By impact/burden, I mean it the effect on the ability of the individual to live with the "socially agreed upon" minimal necessities of life IN THAT SOCIETY, AND minimizing the impact/limit on his ability to better his situation via education, work, and/or investment.

Thus, if a person makes at or less than the minimum required for necessities in a society, ANY taxes on him are a very heavy burden, even "undue" burden. For someone who makes just a small amount more than minimum, taxes are a heavy burden as they limit his ability to better his circumstances, therefore, they should be as light as feasible, but he can reasonably be expected to pay some taxes. The greater the difference between a person's income, and the minimum necessary in that society, the lesser the impact taxes will have on his ability to improve his circumstances.

This is the fundamental principle for which progressive taxation is the system with the lowest impact/burden. Now, some will try to claim it's unfair to those who earn the most, but as Ii said, "fair" isn't a useful context for discussing taxation. However, because it's very difficult for human beings to remove "fair/unfair" from their context for consideration, I will address a couple items in the context of what is fair/unfair:

  1. It should never be considered "fair", or "just" to tax more than 50% of what a person earns (after deducting the minimum required to live in that society). That is, taking more than half of a person's "discretionary" or "disposable" income as taxation should be avoided unless it's simply not possible to operate an agreed upon govt using less (e.g. it might be necessary to have a higher tax during times of war or national emergency, and then must be for as short a time as practical).
  2. To reduce a person's ability to afford luxuries is less of a burden than reducing his ability to improve his circumstance.

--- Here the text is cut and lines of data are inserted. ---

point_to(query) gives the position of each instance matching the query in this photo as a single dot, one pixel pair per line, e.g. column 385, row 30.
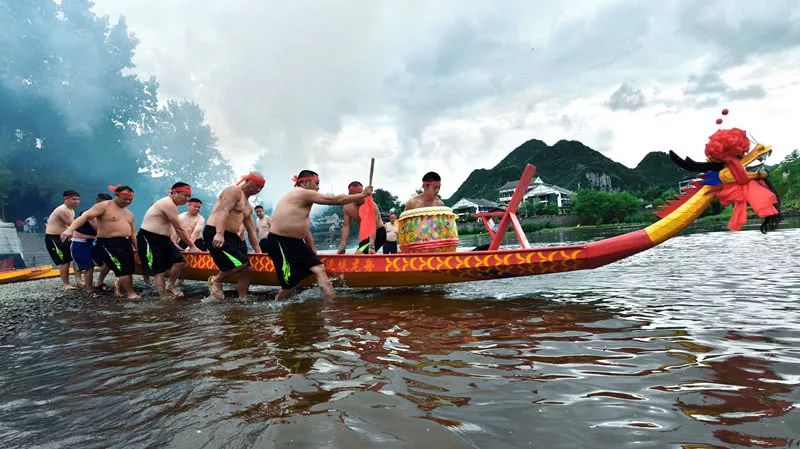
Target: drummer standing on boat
column 231, row 212
column 159, row 253
column 351, row 212
column 431, row 183
column 290, row 244
column 61, row 217
column 116, row 236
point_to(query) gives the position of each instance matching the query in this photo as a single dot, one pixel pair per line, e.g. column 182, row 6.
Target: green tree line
column 74, row 116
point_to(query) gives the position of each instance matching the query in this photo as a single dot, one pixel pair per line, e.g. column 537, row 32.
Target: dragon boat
column 739, row 180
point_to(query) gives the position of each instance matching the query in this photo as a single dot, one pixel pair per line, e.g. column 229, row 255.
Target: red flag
column 366, row 215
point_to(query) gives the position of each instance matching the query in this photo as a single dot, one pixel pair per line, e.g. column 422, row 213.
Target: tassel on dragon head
column 735, row 173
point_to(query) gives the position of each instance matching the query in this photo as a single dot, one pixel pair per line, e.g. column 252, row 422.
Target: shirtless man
column 431, row 183
column 192, row 223
column 290, row 244
column 83, row 250
column 116, row 236
column 232, row 211
column 351, row 212
column 390, row 247
column 159, row 253
column 61, row 217
column 263, row 223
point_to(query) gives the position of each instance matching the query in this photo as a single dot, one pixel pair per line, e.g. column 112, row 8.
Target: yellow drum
column 427, row 230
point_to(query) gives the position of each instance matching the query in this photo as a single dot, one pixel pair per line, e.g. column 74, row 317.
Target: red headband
column 182, row 189
column 126, row 195
column 259, row 180
column 304, row 178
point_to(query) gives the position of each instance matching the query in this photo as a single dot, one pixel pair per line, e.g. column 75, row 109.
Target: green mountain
column 568, row 164
column 658, row 169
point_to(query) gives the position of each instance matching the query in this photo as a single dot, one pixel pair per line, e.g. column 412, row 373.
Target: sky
column 453, row 86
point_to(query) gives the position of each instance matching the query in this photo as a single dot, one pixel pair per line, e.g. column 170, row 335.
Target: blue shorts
column 82, row 254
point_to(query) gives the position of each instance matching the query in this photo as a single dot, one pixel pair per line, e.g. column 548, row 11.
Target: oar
column 371, row 169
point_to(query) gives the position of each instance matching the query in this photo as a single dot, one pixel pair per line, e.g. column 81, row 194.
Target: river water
column 693, row 344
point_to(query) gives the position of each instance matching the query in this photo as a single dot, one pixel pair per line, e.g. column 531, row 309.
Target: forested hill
column 571, row 165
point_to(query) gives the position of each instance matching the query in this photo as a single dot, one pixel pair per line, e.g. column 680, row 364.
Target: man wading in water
column 158, row 252
column 290, row 244
column 352, row 212
column 232, row 211
column 61, row 217
column 116, row 237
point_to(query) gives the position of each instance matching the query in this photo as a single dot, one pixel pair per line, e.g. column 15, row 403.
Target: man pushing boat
column 221, row 234
column 290, row 244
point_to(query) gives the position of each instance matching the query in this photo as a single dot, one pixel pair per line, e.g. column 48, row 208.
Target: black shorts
column 117, row 254
column 199, row 243
column 233, row 253
column 380, row 239
column 59, row 251
column 293, row 259
column 156, row 252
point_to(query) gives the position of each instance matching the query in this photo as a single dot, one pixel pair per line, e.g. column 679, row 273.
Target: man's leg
column 127, row 283
column 323, row 281
column 63, row 272
column 243, row 283
column 215, row 282
column 161, row 284
column 175, row 274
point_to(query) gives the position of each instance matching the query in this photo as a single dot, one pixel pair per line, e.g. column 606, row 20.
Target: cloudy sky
column 453, row 86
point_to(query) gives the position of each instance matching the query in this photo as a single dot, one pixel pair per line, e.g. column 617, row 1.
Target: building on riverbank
column 465, row 207
column 540, row 193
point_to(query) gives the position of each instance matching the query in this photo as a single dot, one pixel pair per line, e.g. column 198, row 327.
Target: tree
column 595, row 207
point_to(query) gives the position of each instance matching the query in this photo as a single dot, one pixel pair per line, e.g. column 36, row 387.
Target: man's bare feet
column 215, row 289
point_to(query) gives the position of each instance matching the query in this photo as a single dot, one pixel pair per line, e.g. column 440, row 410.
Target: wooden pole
column 371, row 170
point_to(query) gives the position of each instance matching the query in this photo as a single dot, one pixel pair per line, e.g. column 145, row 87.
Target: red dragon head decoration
column 728, row 146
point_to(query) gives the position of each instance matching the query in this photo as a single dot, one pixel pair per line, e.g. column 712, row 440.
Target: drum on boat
column 427, row 230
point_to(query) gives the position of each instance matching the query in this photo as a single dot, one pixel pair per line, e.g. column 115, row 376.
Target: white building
column 539, row 192
column 465, row 207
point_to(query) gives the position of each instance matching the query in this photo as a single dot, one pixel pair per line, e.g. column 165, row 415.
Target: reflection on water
column 692, row 344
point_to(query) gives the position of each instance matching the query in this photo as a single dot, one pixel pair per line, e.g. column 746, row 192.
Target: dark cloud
column 709, row 89
column 626, row 98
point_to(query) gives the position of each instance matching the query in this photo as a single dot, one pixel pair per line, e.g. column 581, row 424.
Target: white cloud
column 453, row 86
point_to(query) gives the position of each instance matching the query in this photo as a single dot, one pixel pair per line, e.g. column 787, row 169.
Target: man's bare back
column 156, row 219
column 59, row 220
column 233, row 198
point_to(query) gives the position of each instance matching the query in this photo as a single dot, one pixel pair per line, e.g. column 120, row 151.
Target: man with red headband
column 61, row 217
column 352, row 212
column 192, row 222
column 158, row 253
column 290, row 244
column 116, row 236
column 232, row 211
column 431, row 183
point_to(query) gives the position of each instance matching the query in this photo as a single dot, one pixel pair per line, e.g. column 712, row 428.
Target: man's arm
column 251, row 233
column 318, row 198
column 198, row 228
column 309, row 238
column 171, row 211
column 345, row 234
column 96, row 211
column 132, row 237
column 227, row 200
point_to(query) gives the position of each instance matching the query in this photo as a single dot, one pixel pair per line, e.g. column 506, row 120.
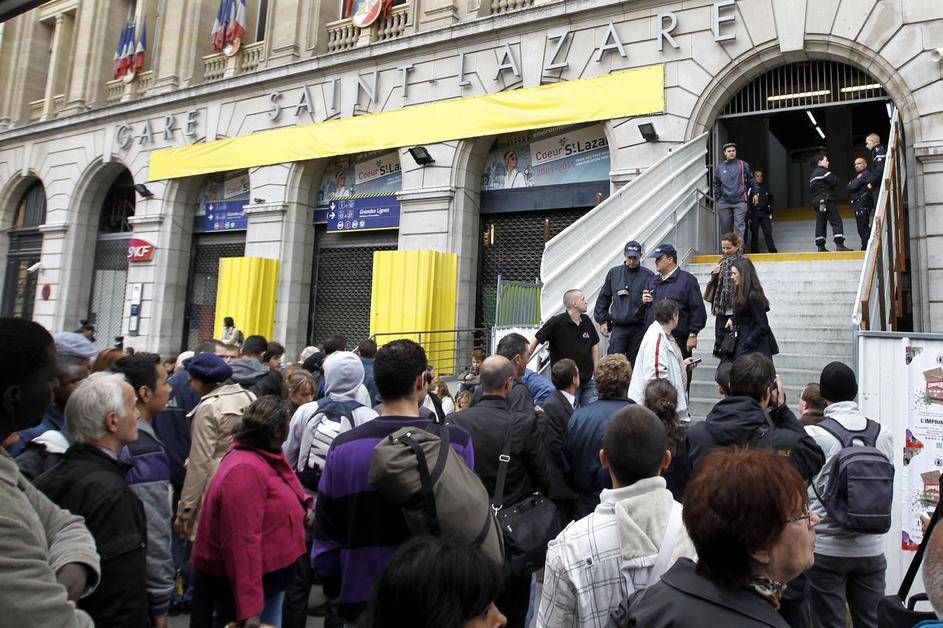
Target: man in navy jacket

Is it not more of a burden to take 10% from a person who has $1000 above the "minimum necessary", than taking 20% from a person with 100,000 above the minimum?
  3. Those who earn more, do so, not solely of their own labor, but in part by the freedoms afforded by the society in which they earned it, thus those who "earn" the most, have also benefited the most from the society. Is it not appropriate that those who benefit more, pay a greater share to continue the society that enables them to earn those amounts?